Все замолчали. Было слышно, как вилки стучат о тарелки. Пепе, который сидел на коленях у Эсперансы, уронил фрикадельку на пол.
— Мы будем голодать? — спросила Исабель.
— Нет, дочка, — сказала Жозефина. — Как кто-то может голодать, когда вокруг столько еды?
Эсперанса настолько привыкла к крикам забастовщиков, что, когда они вдруг прекратились, она оторвалась от своей работы, как будто что-то было не так.
— Гортензия, ты слышишь?
— Что?
— Тишина. Никто не кричит.
Другие женщины в ряду тревожно переглянулись. С их рабочего места они не могли видеть улицу, поэтому они перешли на другой конец навеса, с опаской посматривая в ту сторону, где все это время стояли бастующие.
Вдали показалась колонна серых автобусов и полицейских машин. Они мчались прямо к навесу, оставляя за собой облако пыли.
— Это иммиграционные власти! — воскликнула Жозефина. — Они хотят их разогнать!
Забастовщики побросали плакаты на землю и рассеялись в полях. Некоторые побежали к товарным вагонам, стоящим на путях, где они могли спрятаться.

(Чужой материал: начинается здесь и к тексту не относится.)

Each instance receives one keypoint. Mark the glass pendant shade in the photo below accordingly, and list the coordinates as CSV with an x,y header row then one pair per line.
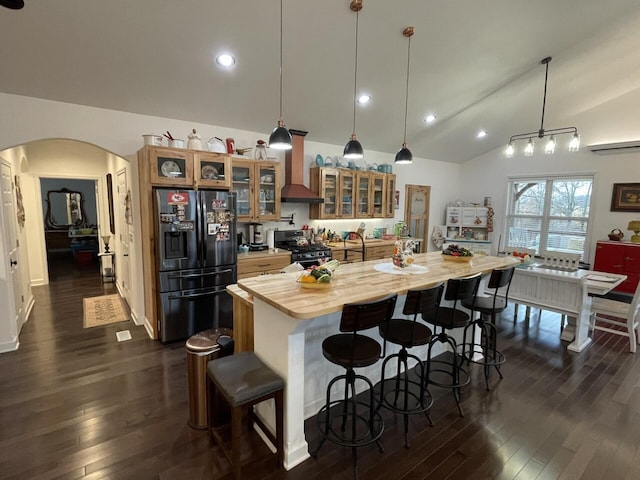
x,y
574,144
353,149
280,138
509,151
404,155
550,146
551,141
528,150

Завизжали тормоза автобусов и машин, из них выскочили представители иммиграционных властей и полицейские с дубинками в руках и побежали за бастующими.

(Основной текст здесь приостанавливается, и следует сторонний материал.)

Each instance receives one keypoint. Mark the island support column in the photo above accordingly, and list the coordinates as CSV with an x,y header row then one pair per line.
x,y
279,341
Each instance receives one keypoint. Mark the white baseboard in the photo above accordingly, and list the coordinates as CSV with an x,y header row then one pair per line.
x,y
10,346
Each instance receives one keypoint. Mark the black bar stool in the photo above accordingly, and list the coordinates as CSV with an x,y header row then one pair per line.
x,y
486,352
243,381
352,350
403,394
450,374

Женщины, работавшие под навесом, сбились в кучу. Рядом стоял охранник компании.
— А что будет с нами? — спросила Эсперанса. Ее глаза не отрывались от полицейских, которые заталкивали в автобусы пойманных забастовщиков. Наверняка они придут сюда, потому что здесь работает так много мексиканцев. Она в отчаянии сжала руку Гортензии. — Я не могу оставить маму.
Гортензия услышала отчаянную тревогу в ее голосе.
— Нет, нет, Эсперанса! Они приехали не за нами! Хозяевам нужны рабочие. Поэтому компания охраняет нас.
Несколько представителей иммиграционных властей в сопровождении полицейских начали обыскивать платформы, переворачивая ящики и баки, привезенные с поля. Гортензия была права. Им не было дела до работниц в грязных фартуках, все еще державших стебли спаржи в руках. Не найдя забастовщиков на платформах, они спрыгнули с них и поспешили к толпе, которую загоняли в автобусы.
— Американа! Американа! — закричала одна из женщин и показала какие-то документы. Один из представителей иммиграционных властей взял бумаги у нее из рук и разорвал в клочки.
— Полезай в автобус! — приказал он.
— Что они с ними сделают? — спросила Эсперанса.
— Их отвезут в Лос-Анджелес, а там посадят на поезд до Эль-Пасо, в штате Техас, и оттуда отправят в Мексику, — ответила Жозефина.
— Но некоторые из них — американские граждане, — сказала Эсперанса.
— Это не имеет значения. Они создают проблемы правительству. Они хотят организовать профсоюз сельскохозяйственных рабочих, а это не нравится ни хозяевам, ни правительству.
— А как же их семьи? Как они узнают, что с ними произошло?
— Слухи дойдут. Все это очень печально. Автобусы с задержанными будут стоять у вокзала до поздней ночи. Люди не хотят расставаться со своими любимыми, разрушать семью, и обычно те, кого не поймали, отправляются за своими родственниками. Вот в чем замысел. Власти называют это добровольной депортацией. Но на самом деле у людей не остается выбора.
Двое представителей иммиграционных властей встали напротив навеса, а остальные уехали на автобусах. Эсперанса и женщины смотрели, как исчезают унылые лица в окнах.
Женщины начали медленно возвращаться на свои места и приниматься за работу. Все происшедшее длилось считанные минуты.
— Что теперь будет? — спросила Эсперанса.
— Они будут следить, не появится ли кто-нибудь из забастовщиков, — сказала Жозефина, кивнув в сторону мужчин, стоящих неподалеку. — А мы вернемся к работе с чувством благодарности, что не нас увезли на том автобусе.
Эсперанса глубоко вздохнула и заняла свое место. Она чувствовала облегчение, но не могла забыть полные отчаяния глаза захваченных забастовщиков. Ну разве справедливо высылать людей из их собственной «свободной страны» за то, что они высказали свои мысли?